At steady-state, the rate of cooling is the same as the rate of heating. Hence, the rate of cooling$\left(\frac{dT}{dt}\right)$ was obtained (Figure 4), where the cooling temperature for each of the experimental run was measured per 30 s after the steady-state temperature was attained and recorded in Table 4. The plot for each of the samples has a negative slope (Figure 4), indicating the drop in temperature due to cooling experienced by the disc through heat loss to the environment and the covering insulator. The cooling rate ($\frac{dT}{dt}$) for sample TIN-1 to TIN-10 are given in Table 5. The cooling rate in each case is almost similar, with the highest value observed to be 0.023 K/s in TIN-5 and the lowest being 0.013 K/s in TIN-2, accounting for only a difference of 0.10 K/s between the highest and lowest rate. The coefficient of determination R² was used to assess the experimental data's accuracy or fitness (Table 5). From Table 5, the obtained R squared values were above 97%, indicating accuracy since they are close to 100%. The values obtained for the parameters needed to achieve the thermal conductivity ($\text{κ}$) for each of the samples were substituted into Eq. (3). Table 5 shows relevant parameters for the different insulators.
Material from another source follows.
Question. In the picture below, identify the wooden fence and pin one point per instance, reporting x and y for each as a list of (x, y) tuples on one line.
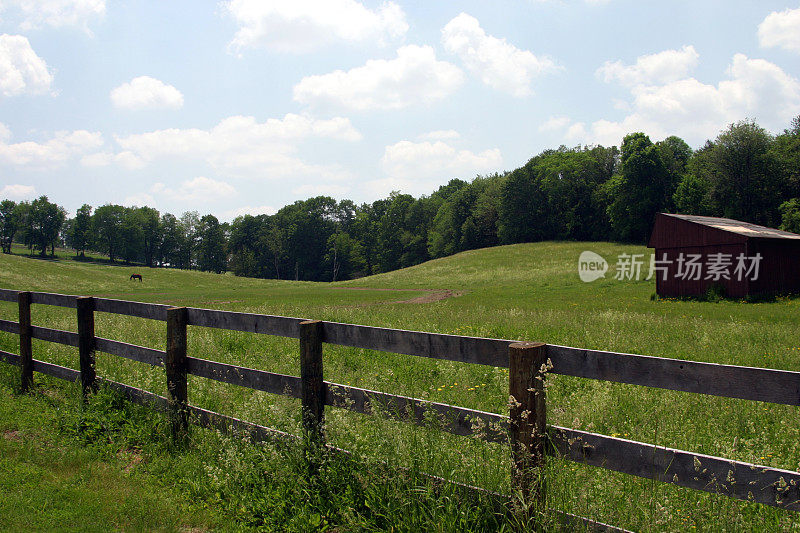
[(524, 429)]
3.3.1. Comparison of the thermal conductivity of the samples based on the weight of BNT

The thermal conductivity across the thermal insulators as given in Table 5, was further evaluated categorically based on their BNT weight concentrations. Four groups, namely; 0 g, 0.4 g, 0.8 g, and 0.97 g, were considered. TIN-5, TIN-7, and TIN-8 fall under 0 g BNT; TIN-1, TIN-6, and TIN-10 fall under 0.4g BNT; TIN-2 and TIN-9 fall under 0.8g BNT; and finally, TIN-3 (being the only sample) falls under 0.97g BNT.
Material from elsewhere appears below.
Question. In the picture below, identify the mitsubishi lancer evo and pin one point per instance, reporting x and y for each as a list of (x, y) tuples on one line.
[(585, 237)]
Considering the 0 g BNT group, the samples' thermal conductivity increased with a reduction in CFF content from samples TIN-5, TIN-7 to TIN-8. The thermal conductivity values across each sample were deduced as 0.0520 W/(mK), 0.0571 W/(mK), and 0.0593 W/(mK), respectively (Figure 5). Thermal conductivities for the 0.4g BNT category were 0.0379 W/(mk), 0.0313 W/(mK), 0.0323 W/(mK), and 0.0549 W/(mK) for TIN-1, TIN-4, TIN-6, and TIN-10 respectively. The 0.4 g BNT followed the similar trend as that of 0 g BNT with the only exception for TIN-1 with a greater $\text{κ}$ value than TIN-4 which could be due to the environmental condition at which the experiment was conducted. For the 0.8 g BNT group, TIN-2 and TIN-9 made up of 8 g, and 7.2 g of CFF have $\text{κ}$ value 0.0348 W/(mK) and 0.0561 W/(mK) respectively. The thermal conductivity for TIN-2 is lesser than that of TIN- 9 (Figure 5). Finally, the 0.97 g BNT with TIN-3 the thermal conductivity value of 0.0422 W/(mK).

Figure 5.

Categorical comparison of samples based on BNT content.
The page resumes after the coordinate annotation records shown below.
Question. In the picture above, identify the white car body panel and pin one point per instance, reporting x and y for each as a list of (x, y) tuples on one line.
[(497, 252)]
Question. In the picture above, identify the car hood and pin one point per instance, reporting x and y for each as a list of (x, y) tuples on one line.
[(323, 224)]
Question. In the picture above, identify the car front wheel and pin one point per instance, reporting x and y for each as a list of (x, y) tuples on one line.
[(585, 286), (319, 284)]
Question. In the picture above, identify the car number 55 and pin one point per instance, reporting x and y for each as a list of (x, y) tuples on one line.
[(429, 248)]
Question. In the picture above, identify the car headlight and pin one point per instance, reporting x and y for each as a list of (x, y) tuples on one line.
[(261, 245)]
The effect of CFF on the thermal conductivity (Figure 6) is that increase in CFF content resulted in decreased thermal conductivity, indicating that CFF has suitable insulation property. Since the property of a thermal insulator is also obtained as thermal resistivity, R_T (the inverse of thermal conductivity), the higher the resistivity, the better the insulation property of the material.

Figure 6.

The plot of predicted (W/mK) against actual value (W/mK) for the response.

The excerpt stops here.